Türk kamuoyu içeride yangınlar, sel felaketi ve Afgan mültecileri ile meşgul iken dışarıda bazıları Türkiye’nin başına çorap örmek için birleşik bir cephe kurma çabası içindedirler. Bu kapsamda sayın Orhan Tan’ın girişimi ile FEYM Grubu, 9 Ağustos 2021 tarihinde “CİMER’ e Öneri” konulu bir mesaj göndermiştir.
ABD Temsilciler Meclisi’nde her iki partiden 27 üye ABD Dışişleri Bakanı Antony Blinken’a mektup yazarak Türkiye’nin İHA ve SİHA programından şikayetçi olmuşlardır: “Bu mektubu sizlere, Türkiye’nin SİHA programının dünyanın birçok bölgesindeki dengeyi bozmasından ve ABD’yi, müttefiklerini ve çıkarların tehdit etmesinden kaynaklanan endişemizi dile getirmek amacıyla yazıyoruz.”27 üye Blinken’dan Amerikan İHA teknolojisinin ihracatının durdurulmasını talep etmiş, ABD’nin “Hasımlarıyla Yaptırımlar Yoluyla Mücadele Etme Yasası”nın (CAATSA) aynı şartların İHA ve SİHA’lar için de hayata geçirilmesi istemişlerdir.
Mektupta SİHA ve İHA’ları üreten Bayraktar firması doğrudan hedef alınmıştır: “Bu insansız hava araçlarının Kafkaslar, Güney Asya, Doğu Akdeniz, Orta Doğu ve Kuzey Afrika’daki çatışma noktalarını daha da istikrarsızlaştırma potansiyeli göz ardı edilemeyecek kadar büyük. Wall Street Journal’ın Türkiye’nin programıyla ilgili yakın tarihli bir raporunda, emekli ABD Ordusu Korgenerali Mike Nagata, Türkiye’nin insansız hava araçlarının ‘Türkiye ile ABD ve NATO arasındaki ilişkinin geleceğine ilişkin çok daha büyük bir zorluğun parçası olduğunu söyledi. Artsakh’tan gelen savaş alanı kanıtlarının, Türkiye’nin Bayraktar dronlarının Amerikan firmaları ve ABD merkezli yabancı firmaların yan kuruluşlarından parçalar ve teknolojiler içerdiğini doğruladığını belirtmek isteriz. Bu teknolojinin sürekli transferi, silah ihracatı kontrol yasalarını ihlal ediyor ve Kongre’nin Türkiye’ye, özellikle de Savunma Sanayii Başkanlığı’na uyguladığı CAATSA yaptırımlarına aykırı görünüyor. Dışişleri Bakanlığı’ndan, Türk insansız hava aracının yayılması, istihdamı ve satışının olası sonuçlarını ayrıntılarıyla anlatan bir brifing talep ediyoruz. ABD dron teknolojisinin Türkiye’ye ihracat izninin Dışişleri Bakanlığı tarafından gözden geçirilinceye kadar derhal askıya alınmasını talep ediyoruz.”

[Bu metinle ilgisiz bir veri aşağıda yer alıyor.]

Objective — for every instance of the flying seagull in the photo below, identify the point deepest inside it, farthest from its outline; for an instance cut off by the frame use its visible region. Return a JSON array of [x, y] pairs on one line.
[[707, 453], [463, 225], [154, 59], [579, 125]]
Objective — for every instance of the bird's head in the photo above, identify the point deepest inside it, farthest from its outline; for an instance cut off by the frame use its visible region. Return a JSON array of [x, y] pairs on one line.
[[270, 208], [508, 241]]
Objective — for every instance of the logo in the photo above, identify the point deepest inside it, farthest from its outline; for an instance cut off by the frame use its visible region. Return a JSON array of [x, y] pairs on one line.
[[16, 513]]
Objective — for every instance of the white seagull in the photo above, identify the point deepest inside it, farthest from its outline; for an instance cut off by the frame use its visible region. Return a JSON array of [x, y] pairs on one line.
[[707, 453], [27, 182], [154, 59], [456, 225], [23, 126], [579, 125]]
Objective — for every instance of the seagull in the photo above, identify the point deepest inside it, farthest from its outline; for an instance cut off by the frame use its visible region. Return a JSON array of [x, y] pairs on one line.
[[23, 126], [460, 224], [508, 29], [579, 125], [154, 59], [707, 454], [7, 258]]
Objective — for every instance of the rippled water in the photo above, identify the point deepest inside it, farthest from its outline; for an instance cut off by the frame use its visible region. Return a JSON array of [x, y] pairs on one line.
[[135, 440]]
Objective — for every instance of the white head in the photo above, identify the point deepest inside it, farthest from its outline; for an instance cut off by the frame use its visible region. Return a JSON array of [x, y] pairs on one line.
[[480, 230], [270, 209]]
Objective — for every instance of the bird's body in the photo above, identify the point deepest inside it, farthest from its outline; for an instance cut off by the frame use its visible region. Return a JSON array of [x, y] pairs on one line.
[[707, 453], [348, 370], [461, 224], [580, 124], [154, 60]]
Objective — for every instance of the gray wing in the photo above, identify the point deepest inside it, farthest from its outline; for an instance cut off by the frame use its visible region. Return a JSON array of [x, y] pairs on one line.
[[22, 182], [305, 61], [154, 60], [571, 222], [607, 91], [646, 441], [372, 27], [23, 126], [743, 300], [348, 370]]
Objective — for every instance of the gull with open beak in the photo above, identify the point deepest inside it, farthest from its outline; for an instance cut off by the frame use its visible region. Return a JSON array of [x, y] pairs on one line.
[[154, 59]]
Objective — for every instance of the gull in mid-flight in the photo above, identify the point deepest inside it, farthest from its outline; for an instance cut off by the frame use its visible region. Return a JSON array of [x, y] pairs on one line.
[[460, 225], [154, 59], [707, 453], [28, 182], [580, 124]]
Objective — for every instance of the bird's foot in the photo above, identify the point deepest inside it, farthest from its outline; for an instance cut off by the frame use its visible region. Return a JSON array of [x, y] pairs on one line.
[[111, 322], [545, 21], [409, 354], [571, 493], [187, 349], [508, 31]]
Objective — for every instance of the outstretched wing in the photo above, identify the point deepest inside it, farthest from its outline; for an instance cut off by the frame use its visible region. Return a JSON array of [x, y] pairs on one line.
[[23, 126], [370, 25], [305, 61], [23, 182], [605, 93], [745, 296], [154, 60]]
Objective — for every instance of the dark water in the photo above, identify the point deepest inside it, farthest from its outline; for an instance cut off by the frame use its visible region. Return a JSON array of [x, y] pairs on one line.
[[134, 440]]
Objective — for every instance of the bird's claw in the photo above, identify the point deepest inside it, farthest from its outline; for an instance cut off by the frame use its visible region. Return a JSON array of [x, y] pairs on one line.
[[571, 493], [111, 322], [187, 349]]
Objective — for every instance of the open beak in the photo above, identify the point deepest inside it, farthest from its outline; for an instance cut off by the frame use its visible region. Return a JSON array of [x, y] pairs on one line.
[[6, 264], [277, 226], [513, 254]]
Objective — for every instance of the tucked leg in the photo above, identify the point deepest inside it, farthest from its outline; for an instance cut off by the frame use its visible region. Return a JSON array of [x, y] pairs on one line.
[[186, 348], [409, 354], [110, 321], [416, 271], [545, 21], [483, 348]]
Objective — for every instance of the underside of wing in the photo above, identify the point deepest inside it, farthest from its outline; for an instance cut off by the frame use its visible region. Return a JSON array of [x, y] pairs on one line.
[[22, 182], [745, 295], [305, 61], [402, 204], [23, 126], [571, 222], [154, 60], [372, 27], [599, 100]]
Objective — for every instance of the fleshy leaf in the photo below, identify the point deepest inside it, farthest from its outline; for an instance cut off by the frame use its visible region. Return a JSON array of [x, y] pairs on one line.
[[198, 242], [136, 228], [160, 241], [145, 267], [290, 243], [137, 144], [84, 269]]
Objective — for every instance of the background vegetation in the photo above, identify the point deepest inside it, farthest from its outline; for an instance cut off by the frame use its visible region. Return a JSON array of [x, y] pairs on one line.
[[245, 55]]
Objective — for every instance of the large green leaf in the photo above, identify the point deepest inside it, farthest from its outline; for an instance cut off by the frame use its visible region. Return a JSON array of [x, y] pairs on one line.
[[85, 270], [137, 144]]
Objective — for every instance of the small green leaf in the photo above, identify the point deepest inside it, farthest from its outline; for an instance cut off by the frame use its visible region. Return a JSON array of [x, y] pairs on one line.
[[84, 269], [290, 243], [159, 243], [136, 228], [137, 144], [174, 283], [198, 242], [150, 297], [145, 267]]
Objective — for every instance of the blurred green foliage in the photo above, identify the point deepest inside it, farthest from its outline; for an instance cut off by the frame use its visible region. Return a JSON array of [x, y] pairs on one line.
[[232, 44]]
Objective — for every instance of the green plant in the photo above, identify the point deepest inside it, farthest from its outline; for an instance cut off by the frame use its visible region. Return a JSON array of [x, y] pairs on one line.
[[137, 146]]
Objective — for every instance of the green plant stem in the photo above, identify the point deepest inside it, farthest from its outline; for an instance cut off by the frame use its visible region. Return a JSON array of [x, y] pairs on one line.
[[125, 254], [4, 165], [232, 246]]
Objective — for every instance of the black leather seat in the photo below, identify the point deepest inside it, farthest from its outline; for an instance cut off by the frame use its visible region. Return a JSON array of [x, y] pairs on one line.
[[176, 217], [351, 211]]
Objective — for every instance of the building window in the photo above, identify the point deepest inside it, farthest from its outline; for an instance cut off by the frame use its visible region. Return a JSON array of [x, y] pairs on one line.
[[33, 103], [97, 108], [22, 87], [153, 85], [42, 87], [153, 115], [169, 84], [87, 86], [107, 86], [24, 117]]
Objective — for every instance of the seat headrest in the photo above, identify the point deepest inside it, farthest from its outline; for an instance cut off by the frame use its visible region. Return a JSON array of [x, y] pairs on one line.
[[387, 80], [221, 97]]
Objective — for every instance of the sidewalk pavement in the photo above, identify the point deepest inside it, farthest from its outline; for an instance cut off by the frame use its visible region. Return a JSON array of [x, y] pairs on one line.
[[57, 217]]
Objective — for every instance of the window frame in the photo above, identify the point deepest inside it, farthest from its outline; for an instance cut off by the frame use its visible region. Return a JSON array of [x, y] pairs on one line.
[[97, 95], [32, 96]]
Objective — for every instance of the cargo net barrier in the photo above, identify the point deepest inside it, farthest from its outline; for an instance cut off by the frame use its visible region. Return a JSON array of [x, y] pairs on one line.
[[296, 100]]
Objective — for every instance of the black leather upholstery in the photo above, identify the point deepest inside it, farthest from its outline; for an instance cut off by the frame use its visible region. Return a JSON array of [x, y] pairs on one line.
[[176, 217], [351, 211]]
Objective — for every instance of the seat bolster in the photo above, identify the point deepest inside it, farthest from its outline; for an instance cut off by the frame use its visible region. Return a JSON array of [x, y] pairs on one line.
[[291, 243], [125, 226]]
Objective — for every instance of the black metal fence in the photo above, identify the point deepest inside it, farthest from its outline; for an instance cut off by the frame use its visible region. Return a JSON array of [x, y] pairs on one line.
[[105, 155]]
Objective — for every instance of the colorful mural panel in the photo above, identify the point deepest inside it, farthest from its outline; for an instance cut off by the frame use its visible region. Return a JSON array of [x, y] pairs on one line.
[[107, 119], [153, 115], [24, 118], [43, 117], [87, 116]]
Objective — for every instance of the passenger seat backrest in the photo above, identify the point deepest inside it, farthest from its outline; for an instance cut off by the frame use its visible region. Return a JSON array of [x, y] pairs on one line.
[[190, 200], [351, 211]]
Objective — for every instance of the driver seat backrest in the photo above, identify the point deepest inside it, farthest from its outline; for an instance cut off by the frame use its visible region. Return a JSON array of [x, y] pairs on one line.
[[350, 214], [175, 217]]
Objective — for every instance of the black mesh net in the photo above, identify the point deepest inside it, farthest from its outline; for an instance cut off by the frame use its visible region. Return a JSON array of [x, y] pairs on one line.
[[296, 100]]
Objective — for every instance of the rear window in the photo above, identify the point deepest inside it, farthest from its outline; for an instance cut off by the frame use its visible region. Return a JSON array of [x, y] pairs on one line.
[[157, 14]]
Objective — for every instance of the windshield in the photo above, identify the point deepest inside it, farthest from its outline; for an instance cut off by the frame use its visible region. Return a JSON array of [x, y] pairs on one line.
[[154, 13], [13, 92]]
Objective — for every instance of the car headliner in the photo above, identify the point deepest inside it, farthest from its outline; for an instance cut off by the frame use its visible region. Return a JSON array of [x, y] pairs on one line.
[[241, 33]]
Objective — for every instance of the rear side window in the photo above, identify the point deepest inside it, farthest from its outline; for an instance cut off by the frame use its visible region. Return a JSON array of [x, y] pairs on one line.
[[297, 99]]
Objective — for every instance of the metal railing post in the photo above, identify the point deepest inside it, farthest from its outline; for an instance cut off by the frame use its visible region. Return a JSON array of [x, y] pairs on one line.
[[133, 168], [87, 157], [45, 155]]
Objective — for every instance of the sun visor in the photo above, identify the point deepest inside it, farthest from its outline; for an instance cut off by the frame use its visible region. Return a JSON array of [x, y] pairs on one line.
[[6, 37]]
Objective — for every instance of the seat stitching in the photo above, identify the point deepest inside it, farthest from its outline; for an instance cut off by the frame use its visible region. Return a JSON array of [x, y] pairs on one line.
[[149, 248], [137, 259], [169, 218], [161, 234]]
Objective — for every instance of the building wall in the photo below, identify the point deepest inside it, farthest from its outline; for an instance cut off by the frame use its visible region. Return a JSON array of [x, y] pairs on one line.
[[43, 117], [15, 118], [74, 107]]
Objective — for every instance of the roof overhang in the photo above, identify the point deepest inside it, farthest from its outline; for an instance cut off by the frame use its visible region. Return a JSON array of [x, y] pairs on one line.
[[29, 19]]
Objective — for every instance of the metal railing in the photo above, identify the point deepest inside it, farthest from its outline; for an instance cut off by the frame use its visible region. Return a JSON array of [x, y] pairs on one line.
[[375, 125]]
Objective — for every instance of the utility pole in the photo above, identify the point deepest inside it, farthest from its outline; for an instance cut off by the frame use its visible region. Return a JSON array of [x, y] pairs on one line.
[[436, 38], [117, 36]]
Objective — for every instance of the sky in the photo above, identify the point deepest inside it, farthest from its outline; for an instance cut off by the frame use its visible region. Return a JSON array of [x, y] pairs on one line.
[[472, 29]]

İki fotoğrafın altında yer alan kuruluşların Türk kamuoyu tarafından bilinmesinde fayda vardır.Bunlar ; HALC (Hellenic American Leadership Council : Yunan Amerikan Önderlik Konseyi, https://www.hellenicleaders.com/our-mission-1), IDC (In Defense of Christians : Hıristiyanların Savunması, https://indefenseofchristians.org/) ANCA (Armenian National Committee of America, Amerika Ermeni Ulusal Komitesi, https://anca.org/) AMERICAN FRIENDS OF KURDISTAN, Kürdistan’ın Amerikalı Dostları, https://www.americanfriendsofkurdistan.org/) HAF, Hindu American Foundation, Hindu Amerikan Vakfı, https://www.hinduamerican.org/), MIDDLE EAST FORUM, Orta Doğu Forumu, İsrail’in dış politikasını destekleyen ve İslamcılık Gözetimi -Islamist Watch- adı altında Amerika Birleşik Devletleri’nde ve diğer Batılı ülkelerde şiddet içermeyen radikal İslam’ın fikirleri ve kurumlarıyla mücadele ve İslamcıların geniş kapsamlı hedeflerini ortaya koyup, güçlerini azaltmak için çalışan projeyi yönetmekte olan ABD Yahudi kuruluşudur.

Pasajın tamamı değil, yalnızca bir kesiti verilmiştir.